Russie: des élections régionales hantées par l'ombre d'Alexandre Navalny

L'opposition mise sur la stratégie du vote intelligent.
L'opposition mise sur la stratégie du vote intelligent. - © ALEXANDER NEMENOV - AFP

Aujourd'hui en Russie, il faut être très courageux pour oser contrer le Kremlin, et son parti "Russie unie". La tentative d'empoisonnement de l'opposant Alexeï Navalny, qui dénonce la corruption des élites politiques, galvanise cependant les candidats de l'opposition aux élections régionales qui se tiennent pendant 3 jours, et s'achèvent ce dimanche.

L'effervescence est particulièrement grande en Sibérie, et notamment à Tomsk, une ville de 600.000 habitants. C'est dans cette ville qu'Alexeï Navalny a probablement été empoisonné au Novitchok, le 19 aout, à l'issue d'une tournée originale.

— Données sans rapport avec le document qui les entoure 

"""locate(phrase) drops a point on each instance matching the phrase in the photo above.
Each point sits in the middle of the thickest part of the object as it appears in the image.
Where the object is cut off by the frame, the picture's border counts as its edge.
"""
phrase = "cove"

Pas de rassemblement public, pas de conférence, toujours soumises à des annulations de dernière minutes sous des prétextes divers, mais des vidéos tournées par une équipe, et diffusées sur le site Internet de la télévision indépendante TV2 (fermée en 2015 par le pouvoir, mais qui continue à diffuser via son site.)

C’est à Tomsk, après un tournage discret sur la corruption des députés locaux, membres de " Russie Unie ", le parti du pouvoir, qu’Alexeï Navalny est tombé dans le coma, après avoir bu un thé à l’aéroport. Dans son ultime vidéo, vue par 3,7 millions d’internautes, Navalny dénonce la confiscation des principaux services publics de la ville par ces députés et leur famille.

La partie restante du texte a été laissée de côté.